Unions call for inquiry into deaths of workers
Industrial Relations Reporter
Sydney Morning Herald
December 17, 2007
BUILDING unions are demanding the Rudd Government hold a judicial inquiry into the exploitation of guest workers, after a report revealed the Howard government had cut back on the monitoring of their conditions.
The construction union chief, John Sutton, said the deaths of 21 workers brought to Australia under the 457 skilled working visa program warranted a thorough investigation by the new Government.
Mr Sutton, who will join a union delegation tomorrow to meet Julia Gillard, the Deputy Prime Minister and Workplace Relations Minister, will also push for curbs on the sweeping powers of the Australian Building and Construction Commission (ABCC).
Last Thursday, the Department of Immigration quietly tabled its annual report – one of two held back until after the election by the former government – revealing that in 2006-07 it monitored fewer employers using the controversial visas than in the previous year. This was despite several high-profile incidents, revealed earlier this year by the Herald, in which foreign workers were killed.
“We need a full and open inquiry into the abuse of this visa system,” Mr Sutton said. “There has been a history of cover-ups, deception and incredible exploitation and the new Government needs to put the spotlight on these cases before it starts amending legislation.”
Under the 457 scheme, Australian employers are allowed to use foreign workers to plug skills gaps in the workforce. But over the past two years, dozens of cases have emerged in which workers from mainly developing countries have come to Australia only to find themselves doing unskilled, often dangerous work at cut-price wages, while living in overcrowded houses and even sheds.

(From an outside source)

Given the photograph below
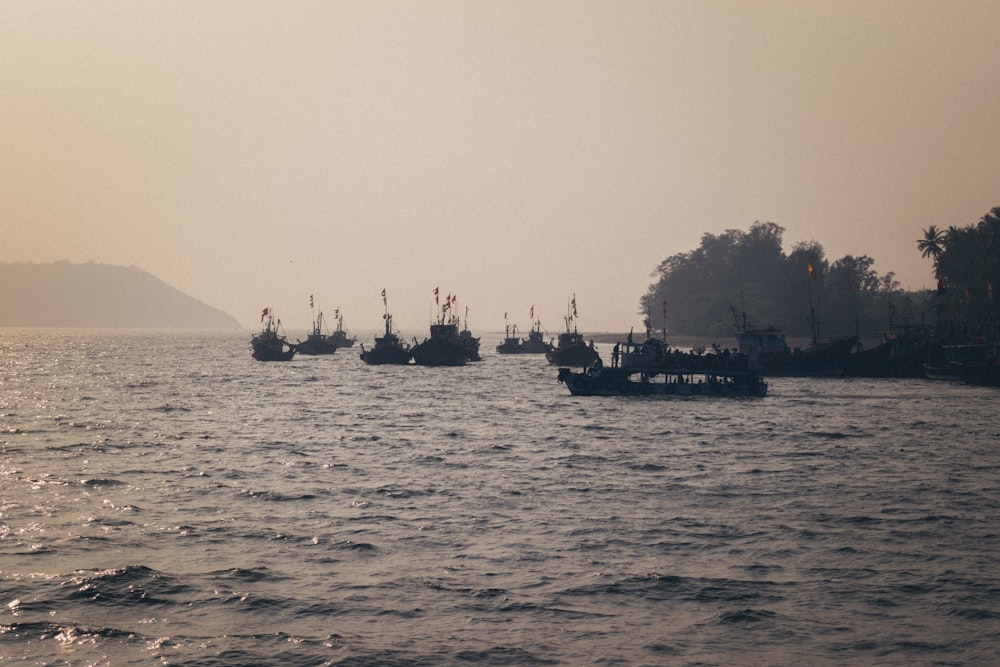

The new immigration minister, Chris Evans, would not commit to an inquiry but acknowledged previous abuses of 457 visas. “I recognise the concerns about the past use of this visa and that's why I have made restoring integrity in the scheme a priority,” he said.
The former immigration minister, Kevin Andrews, conceded that 21 workers on 457 visas had died since the introduction of the scheme but insisted only three were killed in work-related incidents. He suggested heart attacks, road accidents and drownings had claimed the lives of the other workers.
“Mr Andrews refused to divulge the details,” said Mr Sutton, “and, quite honestly, his excuses defy credibility.”
Mr Sutton and the ACTU president, Sharan Burrow, will also press Ms Gillard to immediately amend powers of the building industry watchdog, arguing it is abusing its power, especially after the commission admitted to the Herald last week that it had interrogated an innocent bystander who witnessed a minor scuffle on a Melbourne building site.
Ms Gillard has pledged to maintain the commission until 2010 but unions believe the Government can keep its pre-election commitment while stripping the agency of its most coercive powers.
“We have different views to the Government on the timeline for the ABCC,” said Ms Burrow, “but we think a consensus is possible.”